We'd have to be maybe more selective as to what we would look at. So -- but we would consider investments across-the-board.
Philip Armstrong
One clarification, the greenshoe does not affect the share count because those shares would not go to CommScope. Just wanted to clarify that for folks.
Operator
And at this time, we do have time for one more question. And our last question comes from the line of Shawn Harrison with Longbow Research.
Shawn Harrison
Couple of questions just on margins, getting back to each of the segments. Broadband getting to that double digits.
It looks as if post the restructuring some of these actions maybe you'll be mid to high single digits. Do you have a time frame, is it the end of '14, is it '15 where you think you would get into double digits?

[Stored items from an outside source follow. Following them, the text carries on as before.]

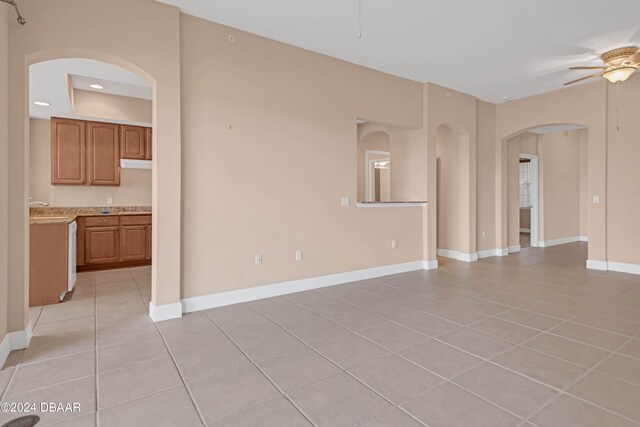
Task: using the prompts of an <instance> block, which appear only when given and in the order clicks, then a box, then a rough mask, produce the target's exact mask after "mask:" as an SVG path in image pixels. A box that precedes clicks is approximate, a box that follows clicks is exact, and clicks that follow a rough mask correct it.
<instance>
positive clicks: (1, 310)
mask: <svg viewBox="0 0 640 427" xmlns="http://www.w3.org/2000/svg"><path fill="white" fill-rule="evenodd" d="M9 11H10V8H8V7H0V343H1V342H2V340H4V338H5V336H6V335H7V331H8V317H7V315H8V311H9V310H8V284H9V277H8V272H9V271H8V270H9V265H8V256H9V228H8V227H9V223H8V211H9V209H8V208H9V199H8V198H9V188H8V185H9V173H8V172H9V138H8V127H9V126H8V125H9V122H8V107H9V99H8V92H9V91H8V89H9V87H8V74H9V23H8V20H9ZM0 363H3V361H2V360H0Z"/></svg>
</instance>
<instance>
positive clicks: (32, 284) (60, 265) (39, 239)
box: [29, 223, 69, 307]
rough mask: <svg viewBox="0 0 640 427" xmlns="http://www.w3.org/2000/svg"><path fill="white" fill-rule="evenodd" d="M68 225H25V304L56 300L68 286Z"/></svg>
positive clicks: (37, 302) (43, 303) (49, 302)
mask: <svg viewBox="0 0 640 427" xmlns="http://www.w3.org/2000/svg"><path fill="white" fill-rule="evenodd" d="M68 237H69V235H68V224H66V223H61V224H32V225H30V226H29V306H30V307H37V306H41V305H46V304H56V303H58V302H60V295H61V294H62V293H64V292H66V291H67V286H68V265H69V263H68V256H69V255H68V244H69V241H68Z"/></svg>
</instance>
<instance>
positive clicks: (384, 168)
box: [357, 130, 393, 202]
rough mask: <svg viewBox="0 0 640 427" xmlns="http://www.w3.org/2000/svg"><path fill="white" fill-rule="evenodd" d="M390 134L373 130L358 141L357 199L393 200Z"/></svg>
mask: <svg viewBox="0 0 640 427" xmlns="http://www.w3.org/2000/svg"><path fill="white" fill-rule="evenodd" d="M392 173H393V169H392V167H391V135H389V134H388V133H387V132H385V131H381V130H374V131H371V132H367V133H365V134H364V135H363V136H362V137H361V138H360V140H359V141H358V171H357V174H358V200H359V201H367V202H390V201H391V200H393V194H392V187H391V186H392V182H393V180H392V179H391V175H392Z"/></svg>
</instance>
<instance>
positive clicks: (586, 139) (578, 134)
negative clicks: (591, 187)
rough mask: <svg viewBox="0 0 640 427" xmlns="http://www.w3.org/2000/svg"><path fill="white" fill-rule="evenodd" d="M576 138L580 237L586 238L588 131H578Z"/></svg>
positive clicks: (586, 230) (588, 202)
mask: <svg viewBox="0 0 640 427" xmlns="http://www.w3.org/2000/svg"><path fill="white" fill-rule="evenodd" d="M578 138H579V141H580V236H581V237H587V238H588V237H589V235H588V231H587V229H588V226H587V225H588V222H587V210H588V208H589V191H588V187H587V184H588V179H589V171H588V167H589V157H588V156H589V146H588V145H587V144H588V140H589V130H588V129H581V130H579V131H578Z"/></svg>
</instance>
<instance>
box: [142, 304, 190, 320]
mask: <svg viewBox="0 0 640 427" xmlns="http://www.w3.org/2000/svg"><path fill="white" fill-rule="evenodd" d="M149 317H151V320H153V321H154V322H161V321H163V320H170V319H177V318H178V317H182V304H181V303H179V302H174V303H172V304H163V305H155V304H154V303H152V302H150V303H149Z"/></svg>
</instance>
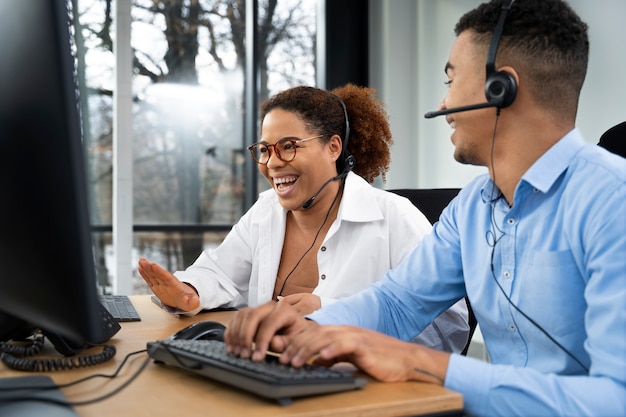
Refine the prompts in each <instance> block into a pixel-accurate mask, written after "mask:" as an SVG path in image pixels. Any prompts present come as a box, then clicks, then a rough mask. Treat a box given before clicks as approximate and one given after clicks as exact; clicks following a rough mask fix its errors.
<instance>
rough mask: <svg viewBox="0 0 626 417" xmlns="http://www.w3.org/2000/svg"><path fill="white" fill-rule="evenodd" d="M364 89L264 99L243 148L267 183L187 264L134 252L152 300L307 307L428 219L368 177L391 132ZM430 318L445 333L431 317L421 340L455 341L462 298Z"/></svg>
mask: <svg viewBox="0 0 626 417" xmlns="http://www.w3.org/2000/svg"><path fill="white" fill-rule="evenodd" d="M374 93H375V91H374V90H373V89H369V88H364V87H357V86H354V85H350V84H349V85H346V86H344V87H341V88H338V89H335V90H333V92H332V93H330V92H328V91H324V90H321V89H318V88H314V87H304V86H301V87H295V88H291V89H289V90H286V91H284V92H282V93H279V94H277V95H275V96H274V97H272V98H270V99H269V100H267V101H266V102H264V103H263V104H262V106H261V120H262V126H261V140H260V141H259V142H258V143H255V144H254V145H252V146H251V147H250V148H249V150H250V152H251V155H252V157H253V158H254V160H255V161H256V162H257V163H258V168H259V171H260V172H261V174H262V175H263V176H264V177H265V178H266V179H267V181H268V182H269V184H270V185H271V187H272V189H271V190H267V191H265V192H263V193H261V194H260V195H259V199H258V200H257V202H256V203H255V204H254V205H253V206H252V207H251V208H250V210H249V211H248V212H247V213H245V214H244V215H243V216H242V218H241V219H240V220H239V221H238V222H237V224H235V225H234V226H233V229H232V230H231V232H230V233H229V234H228V235H227V236H226V238H225V239H224V241H223V242H222V243H221V244H220V245H219V246H218V247H217V248H215V249H211V250H207V251H204V252H203V253H202V254H201V255H200V257H199V258H198V259H197V260H196V261H195V262H194V264H193V265H191V266H190V267H189V268H187V269H186V270H185V271H178V272H176V273H175V274H171V273H169V272H168V271H165V270H164V269H163V268H161V267H160V266H158V265H156V264H154V263H150V262H148V261H147V260H145V259H140V261H139V268H138V270H139V273H140V274H141V275H142V277H143V278H144V279H145V280H146V282H147V283H148V285H149V286H150V288H151V289H152V291H153V292H154V293H155V294H156V295H157V296H158V297H159V298H160V299H161V301H162V303H163V304H165V305H166V306H170V307H172V308H173V309H174V310H173V311H175V312H177V313H182V314H188V315H192V314H196V313H198V312H199V311H201V310H202V309H210V308H215V307H243V306H256V305H260V304H263V303H265V302H267V301H269V300H271V299H274V300H277V299H281V298H284V299H285V300H287V301H288V302H289V303H290V304H293V305H294V306H296V308H297V309H298V310H299V311H300V312H302V313H309V312H312V311H314V310H317V309H318V308H320V307H321V306H322V305H325V304H328V303H332V302H333V301H335V300H337V299H340V298H343V297H346V296H349V295H351V294H353V293H356V292H358V291H359V290H361V289H363V288H365V287H367V286H369V285H370V284H372V283H374V282H376V281H379V280H381V279H382V278H383V277H384V276H385V273H386V271H387V270H389V269H391V268H393V267H394V266H396V265H397V264H398V263H399V262H400V261H401V260H402V259H403V258H404V257H405V255H406V254H408V253H409V251H410V250H411V249H412V248H413V247H414V246H415V245H417V244H418V243H419V242H420V241H421V239H422V237H423V236H424V235H425V234H427V233H429V232H430V229H431V225H430V223H429V222H428V220H427V219H426V217H425V216H424V215H423V214H422V213H421V212H420V211H419V210H417V209H416V208H415V207H414V206H413V205H412V204H411V203H410V202H409V201H408V200H407V199H405V198H403V197H399V196H397V195H394V194H392V193H389V192H387V191H384V190H380V189H376V188H374V187H372V186H371V185H370V184H369V183H371V182H372V181H373V180H374V178H375V177H377V176H379V175H382V176H383V179H384V175H385V173H386V172H387V170H388V168H389V162H390V151H389V146H390V145H391V143H392V138H391V132H390V128H389V124H388V121H387V119H388V118H387V114H386V112H385V111H384V109H383V105H382V103H381V102H380V101H379V100H377V99H376V98H375V96H374ZM170 310H172V309H170ZM437 320H438V321H440V323H438V322H436V323H438V324H440V326H439V329H438V331H439V333H442V334H443V335H450V337H447V336H445V337H443V338H442V337H440V336H439V335H438V334H437V333H438V332H437V331H435V330H432V329H430V328H429V329H430V330H432V331H431V332H430V333H431V334H430V335H428V336H426V334H427V333H428V332H426V331H425V332H423V333H422V335H424V336H425V337H426V338H427V340H421V341H422V342H423V343H427V344H429V345H431V346H433V345H436V346H439V347H441V348H443V349H446V350H454V351H460V350H461V349H462V348H463V346H464V345H465V343H466V342H467V329H468V326H467V310H466V308H465V305H464V303H463V302H461V303H458V304H457V305H456V306H453V308H452V309H451V310H449V311H448V312H446V313H444V315H442V316H441V317H439V318H438V319H437ZM429 329H427V330H429ZM452 335H454V337H452ZM448 339H451V340H448ZM452 339H453V340H452ZM418 340H419V339H418Z"/></svg>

The second question would be on Enterprise. I believe the commentary mentioned that you've got some investments going on right now plus the M&A headwinds.
When do you think those would ease and you would get back to a normalized target? And then finally, just if I caught this right, profitability in Europe in terms of the Wireless business is less than North America.
So if would you see LTE take off, you'd see margin compression. Maybe you could just talk about that a bit?
Mark Olson
Sure, let me touch on the first one Shawn. The announcement that we made yesterday relative to consolidating North American cable manufacturing operations, we expect to have that substantially complete in the second quarter of next year.
And so that would in turn impact Broadband margins. And so on a run rate basis, we would anticipate being at that level within Broadband by about that point in time.
With respect to enterprise, the impact of new acquisitions, Eddie was going to comment on that. And then let me just take your third question.
The difference in geographic margins is not between the U.S. Between Western or developed countries and emerging markets is a little bit more where you might see that.
But there's not the meaningful difference between the U.S. and Western Europe as far as margin rates.
Marvin Edwards
The Enterprise, the 2 businesses that we bought there are small. I think they were more, I guess more venture capital-oriented kind of businesses at the time of acquisition.
They need some help and nurturing. We're providing that for them.
We think they have a very long-term positive impact. It's already changed the discussions that we have with our customer base to have software-based technology.
And we think that they will be a contributor to growth in '14, both top and bottom line.
Shawn Harrison
Okay. And then just maybe if I could follow-up on the Broadband again.
The comment was pricing pressure in the business. If you talk to one of your largest competitors, they talk about pricing pressure from everywhere.
I don't know if you think once you restructure that business there's an opportunity to raise pricing, but maybe just the pricing environment as we look out 6 to 12 months within Broadband, can it move favorably?
Marvin Edwards
All things are possible. And I think no one's ever the one to admit that they are the price leader in dropping prices.
We don't believe we are. And we think it is a more challenging market from a pricing standpoint than our other businesses.
It lends itself to imports greater than the other businesses do. So we're going to get our price where our cost, where it needs to be, so that we can sustain the margins that we've talked about before at the prices that we're at today.
And as they might improve, then we'll see expansion from that point in time.
Marvin Edwards
Okay. we appreciate the good questions from all of you, and look forward to talking to you in another quarter.
We're excited about being back. And it is good to hear from some of our friends from the past.
Thanks a lot.
Operator
Thank you. This does conclude today's conference call, and you may now disconnect.